Sikhism’s principles are certainly worth emulating even as the entire world’s people enter likely economic depression and mental despair as the Russia-Ukraine war broadens and deepens. The seemingly fruitless struggle of President Joe Biden and European leaders to halt the destruction or genocide of Ukrainians is disheartening.
Guru Teg Bahadur was beheaded in 1675 at the orders of an Emperor of the Moghul dynasty to stop a rebellion against the rulers of India, who descended from Muslim invaders from Central Asia. Followers of Sikhism have not forgotten the injustice and cruel treatment meted to one of their most revered religious leaders.
By commemorating the Great Master’s birth, Modi is sending out a positive message of harmony to all members of religious communities living as free citizens in a secular India, with their rights protected by the independent nation’s constitution promulgated in 1948.

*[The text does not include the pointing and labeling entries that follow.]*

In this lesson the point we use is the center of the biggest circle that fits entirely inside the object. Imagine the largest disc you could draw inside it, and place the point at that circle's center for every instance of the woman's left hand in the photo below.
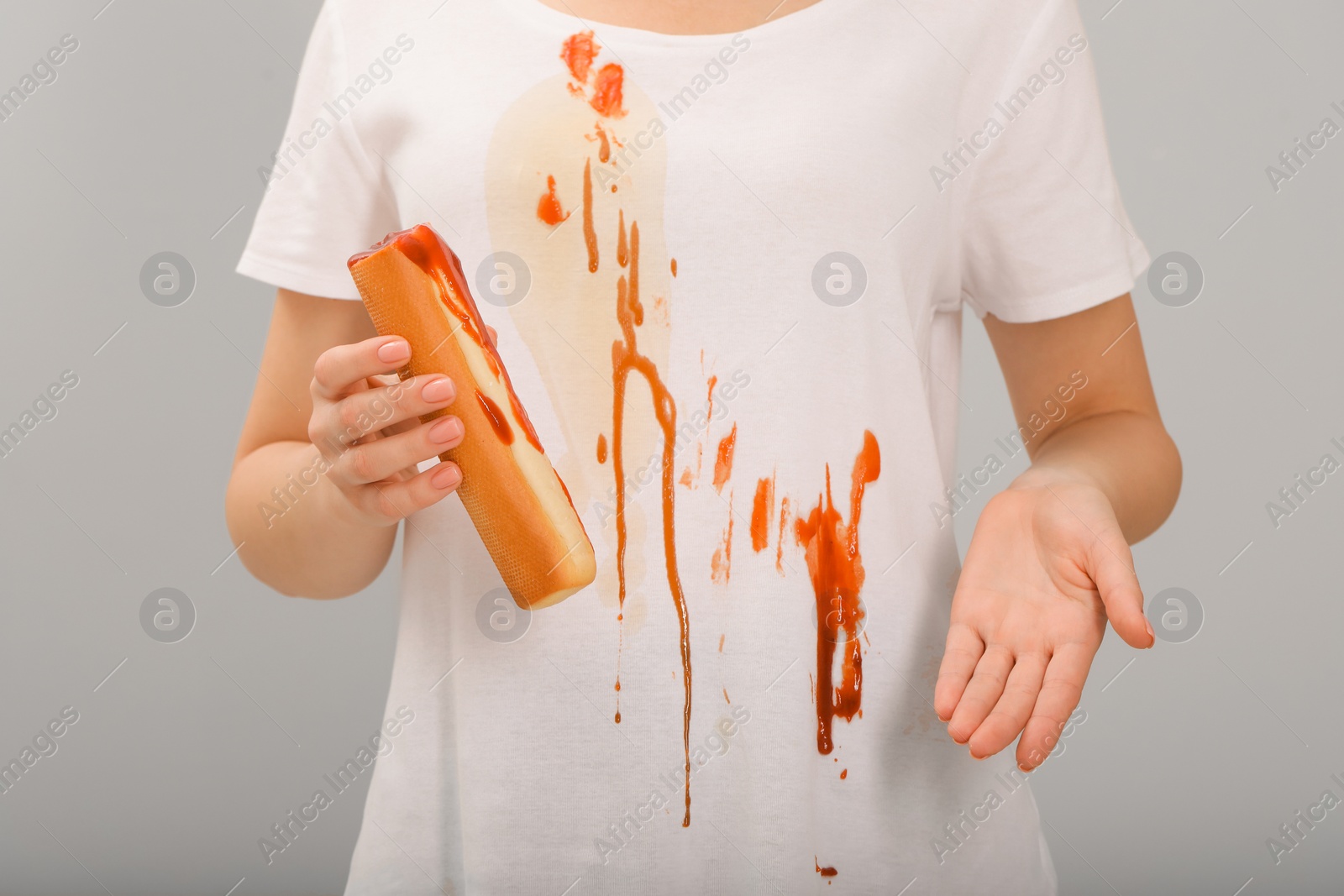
(1047, 566)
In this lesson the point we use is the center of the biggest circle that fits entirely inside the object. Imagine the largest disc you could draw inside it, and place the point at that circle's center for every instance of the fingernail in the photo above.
(396, 351)
(445, 430)
(447, 476)
(437, 390)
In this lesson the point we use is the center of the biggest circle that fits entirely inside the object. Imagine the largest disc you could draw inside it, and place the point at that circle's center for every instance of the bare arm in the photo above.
(1048, 564)
(326, 464)
(1110, 434)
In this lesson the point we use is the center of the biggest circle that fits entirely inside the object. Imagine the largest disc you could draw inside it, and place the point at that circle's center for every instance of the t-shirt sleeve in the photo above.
(1045, 231)
(326, 199)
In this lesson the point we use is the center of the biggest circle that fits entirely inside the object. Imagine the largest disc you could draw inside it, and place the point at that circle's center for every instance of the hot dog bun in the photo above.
(413, 286)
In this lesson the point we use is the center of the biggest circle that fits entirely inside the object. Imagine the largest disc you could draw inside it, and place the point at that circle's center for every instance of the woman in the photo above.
(780, 211)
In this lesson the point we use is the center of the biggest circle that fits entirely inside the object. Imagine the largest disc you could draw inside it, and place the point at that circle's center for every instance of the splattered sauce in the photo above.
(837, 570)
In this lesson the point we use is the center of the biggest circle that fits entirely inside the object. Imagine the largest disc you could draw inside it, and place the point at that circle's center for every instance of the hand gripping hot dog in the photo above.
(413, 286)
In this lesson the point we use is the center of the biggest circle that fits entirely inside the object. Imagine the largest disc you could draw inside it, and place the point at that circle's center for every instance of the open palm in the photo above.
(1047, 566)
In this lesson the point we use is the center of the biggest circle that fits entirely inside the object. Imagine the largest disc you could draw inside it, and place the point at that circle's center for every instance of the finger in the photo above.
(958, 661)
(381, 458)
(1112, 569)
(342, 367)
(985, 687)
(1061, 691)
(1014, 708)
(393, 501)
(335, 427)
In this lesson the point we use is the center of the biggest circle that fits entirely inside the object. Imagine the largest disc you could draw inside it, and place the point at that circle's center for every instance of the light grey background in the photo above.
(150, 141)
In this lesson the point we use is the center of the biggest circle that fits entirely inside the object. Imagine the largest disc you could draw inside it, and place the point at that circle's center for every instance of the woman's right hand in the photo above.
(366, 425)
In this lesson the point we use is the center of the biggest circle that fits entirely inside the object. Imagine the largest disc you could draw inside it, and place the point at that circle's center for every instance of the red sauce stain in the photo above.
(627, 360)
(837, 571)
(549, 206)
(606, 92)
(722, 562)
(589, 231)
(604, 148)
(496, 417)
(577, 51)
(723, 463)
(428, 251)
(763, 508)
(622, 251)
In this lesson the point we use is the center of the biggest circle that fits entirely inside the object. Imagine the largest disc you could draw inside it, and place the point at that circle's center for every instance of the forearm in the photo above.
(299, 533)
(1126, 454)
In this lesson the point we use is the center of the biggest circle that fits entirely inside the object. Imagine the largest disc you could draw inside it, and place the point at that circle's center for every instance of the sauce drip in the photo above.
(604, 148)
(549, 206)
(763, 506)
(606, 92)
(496, 417)
(625, 360)
(577, 51)
(721, 564)
(723, 463)
(589, 231)
(622, 253)
(837, 571)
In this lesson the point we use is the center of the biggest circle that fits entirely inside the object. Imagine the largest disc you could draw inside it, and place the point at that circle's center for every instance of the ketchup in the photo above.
(837, 570)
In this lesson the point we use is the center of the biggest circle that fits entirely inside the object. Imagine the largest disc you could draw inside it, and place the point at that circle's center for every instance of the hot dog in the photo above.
(413, 286)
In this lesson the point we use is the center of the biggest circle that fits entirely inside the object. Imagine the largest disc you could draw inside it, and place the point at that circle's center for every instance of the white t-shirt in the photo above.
(815, 197)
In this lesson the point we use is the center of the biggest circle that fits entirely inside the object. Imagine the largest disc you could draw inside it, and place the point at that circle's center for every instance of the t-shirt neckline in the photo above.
(541, 13)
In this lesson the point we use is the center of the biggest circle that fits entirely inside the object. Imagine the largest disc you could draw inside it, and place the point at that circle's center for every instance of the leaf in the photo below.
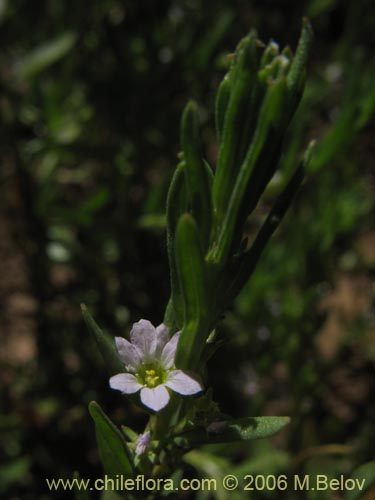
(104, 342)
(242, 77)
(194, 290)
(244, 429)
(297, 72)
(197, 182)
(115, 454)
(45, 55)
(364, 472)
(221, 105)
(270, 128)
(250, 259)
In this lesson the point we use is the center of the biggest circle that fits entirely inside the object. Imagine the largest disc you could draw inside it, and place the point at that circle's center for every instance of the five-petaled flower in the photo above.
(149, 361)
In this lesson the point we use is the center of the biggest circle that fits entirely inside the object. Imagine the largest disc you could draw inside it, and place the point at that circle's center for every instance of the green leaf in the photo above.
(297, 72)
(44, 55)
(176, 206)
(365, 474)
(239, 117)
(104, 342)
(270, 128)
(114, 452)
(194, 290)
(250, 258)
(221, 105)
(244, 429)
(197, 182)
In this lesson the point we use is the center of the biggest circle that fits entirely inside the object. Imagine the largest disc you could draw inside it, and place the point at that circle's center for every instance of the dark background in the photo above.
(90, 103)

He will use Delhi’s most potent political symbol, the Red Fort, which was the seat of Moghul Emperors. From the Fort’s ramparts, Prime Ministers of independent India have delivered a “state of the union message” since 15 August 1947, India’s Independence Day.
Modi will render the occasion unique by giving his speech after sunset for the first time in India’s modern history. Thus, he will also draw attention to the Sikh Guru’s martyrdom and use it to emphasize communal harmony and national unity among all of India’s extremely diverse peoples and religions.
This message of peace is sorely needed because of a sudden rise in communal clashes, particularly between Muslims and Hindus, in recent months. They have been small, involving a few hundred persons from both sides, and violence has caused only a few deaths and injuries, including among the police. But local communities are a tinder box of tensions especially as the cost of living is exploding especially for energy and food, partly because of the Ukraine-Russia war.
The tinderbox is visible everywhere. Just as in my youth, Delhi’s teeming people elbow their paths cheek to jowl as they hurry to their homes, places of work and places of worship. The strident hum of change and progress is everywhere as these descendants of some of the world’s oldest cultures, religions and civilization catch up with the frenzies of humankind’s common 21st century.
School girls and little old ladies mesmerized by smartphones are almost bumping into lamp posts and street vendors. The scenes are both hilarious and alarming.
Modi, an astute politician, is using the symbolism of one of Sikhism’s most revered martyrs to send his message of peaceful economic and social development. He will show humility by speaking not from the Fort’s ramparts but its lawns. He is also trying to win Sikh loyalty to the Indian State because tiny radical groups funded mostly by Canadian Sikhs occasionally call for an independent homeland in Punjab, a state that has a small Sikh majority but is home to many of other religions.
He seems to have chosen his moment well because Sikhism was founded in northern India over 550 years ago in 1469 as a call by its founder, Guru Nanak, for communal harmony between Islam, the religion of the country’s Emperors, and his disciples who were named “Sikhs” or the “learned”. Guru Teg Bahadur was the ninth in this lineage.